🚀 Malayalam Text-to-Speech
This repository offers the Swaram (mal) text-to-speech (TTS) model checkpoint, enabling the conversion of Malayalam text into natural - sounding speech.
🚀 Quick Start
First, install the necessary libraries:
pip install --upgrade transformers accelerate
Then, run inference with the following code - snippet:
from transformers import VitsModel, AutoTokenizer
import torch
model = VitsModel.from_pretrained("aoxo/swaram")
tokenizer = AutoTokenizer.from_pretrained("aoxo/swaram")
text = "കള്ളാ കടയാടി മോനെ"
inputs = tokenizer(text, return_tensors="pt")
with torch.no_grad():
output = model(**inputs).waveform
The resulting waveform can be saved as a .wav
file:
import scipy
scipy.io.wavfile.write("kadayadi_mone.wav", rate=model.config.sampling_rate, data=output)
Or displayed in a Jupyter Notebook / Google Colab:
from IPython.display import Audio
Audio(output, rate=model.config.sampling_rate)
✨ Features
- Advanced Speech Synthesis: Swaram (Stochastic Waveform Adaptive Recurrent Autoencoder for Malayalam) is an advanced speech synthesis model that generates speech waveforms based on input text sequences.
- Conditional VAE Architecture: It is based on a conditional variational autoencoder (VAE) architecture, enhancing the quality and flexibility of speech generation.
- Stochastic Duration Predictor: To capture the one - to - many nature of TTS, the model includes a stochastic duration predictor, allowing for varied speech rhythms from the same text input.
📚 Documentation
Model Details
Swaram (Stochastic Waveform Adaptive Recurrent Autoencoder for Malayalam) is an advanced speech synthesis model that generates speech waveforms conditioned on input text sequences. It is based on a conditional variational autoencoder (VAE) architecture.
Swaram's text encoder is built on top of the Wav2Vec2 decoder. A VAE is used as the decoder. A flow - based module predicts spectrogram - based acoustic features, which is composed of the Transformer - based Contextualizer and cascaded dense layers. The spectrogram is then transformed into a speech waveform using a stack of transposed convolutional layers.

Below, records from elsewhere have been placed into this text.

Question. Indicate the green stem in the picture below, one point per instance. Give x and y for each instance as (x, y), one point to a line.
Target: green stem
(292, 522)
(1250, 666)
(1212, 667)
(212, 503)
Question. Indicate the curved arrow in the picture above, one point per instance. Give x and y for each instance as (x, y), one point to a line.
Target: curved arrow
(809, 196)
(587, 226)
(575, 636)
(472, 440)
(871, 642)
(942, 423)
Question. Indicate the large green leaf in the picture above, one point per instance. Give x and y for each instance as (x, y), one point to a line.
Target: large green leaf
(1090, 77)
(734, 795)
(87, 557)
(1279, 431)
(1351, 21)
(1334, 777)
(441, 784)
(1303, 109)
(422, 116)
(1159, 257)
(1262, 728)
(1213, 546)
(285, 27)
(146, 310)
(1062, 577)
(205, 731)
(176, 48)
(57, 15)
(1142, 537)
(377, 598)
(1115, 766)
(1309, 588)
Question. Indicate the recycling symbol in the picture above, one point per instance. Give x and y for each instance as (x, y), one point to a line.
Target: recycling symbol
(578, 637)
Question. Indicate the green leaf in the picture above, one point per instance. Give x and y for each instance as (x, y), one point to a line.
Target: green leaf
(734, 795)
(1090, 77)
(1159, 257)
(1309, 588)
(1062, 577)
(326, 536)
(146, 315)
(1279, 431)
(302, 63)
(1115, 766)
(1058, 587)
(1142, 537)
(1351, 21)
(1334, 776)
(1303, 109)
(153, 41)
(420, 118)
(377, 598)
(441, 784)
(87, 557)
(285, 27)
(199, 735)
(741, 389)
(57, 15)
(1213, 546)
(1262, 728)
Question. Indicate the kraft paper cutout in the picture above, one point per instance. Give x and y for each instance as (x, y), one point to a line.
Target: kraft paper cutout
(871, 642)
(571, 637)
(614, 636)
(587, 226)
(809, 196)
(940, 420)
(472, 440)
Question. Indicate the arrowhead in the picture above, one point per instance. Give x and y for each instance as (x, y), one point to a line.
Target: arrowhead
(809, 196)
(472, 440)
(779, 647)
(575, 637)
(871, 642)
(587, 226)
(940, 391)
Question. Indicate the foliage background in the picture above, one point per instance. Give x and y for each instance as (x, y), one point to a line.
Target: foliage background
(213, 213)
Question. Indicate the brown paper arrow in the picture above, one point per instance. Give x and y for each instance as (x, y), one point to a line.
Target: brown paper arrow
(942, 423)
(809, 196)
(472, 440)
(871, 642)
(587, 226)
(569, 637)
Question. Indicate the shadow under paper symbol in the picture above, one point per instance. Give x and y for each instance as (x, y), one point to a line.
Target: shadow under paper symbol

To capture the one - to - many nature of TTS, where the same text can be spoken in multiple ways, the model also includes a stochastic duration predictor, allowing for varied speech rhythms from the same text input.
Architecture

📦 Installation
pip install --upgrade transformers accelerate
💻 Usage Examples
Basic Usage
from transformers import VitsModel, AutoTokenizer
import torch
model = VitsModel.from_pretrained("aoxo/swaram")
tokenizer = AutoTokenizer.from_pretrained("aoxo/swaram")
text = "കള്ളാ കടയാടി മോനെ"
inputs = tokenizer(text, return_tensors="pt")
with torch.no_grad():
output = model(**inputs).waveform
Saving the Output
import scipy
scipy.io.wavfile.write("kadayadi_mone.wav", rate=model.config.sampling_rate, data=output)
Displaying in Notebook
from IPython.display import Audio
Audio(output, rate=model.config.sampling_rate)
📄 License
The model is licensed as CC - BY - NC 4.0.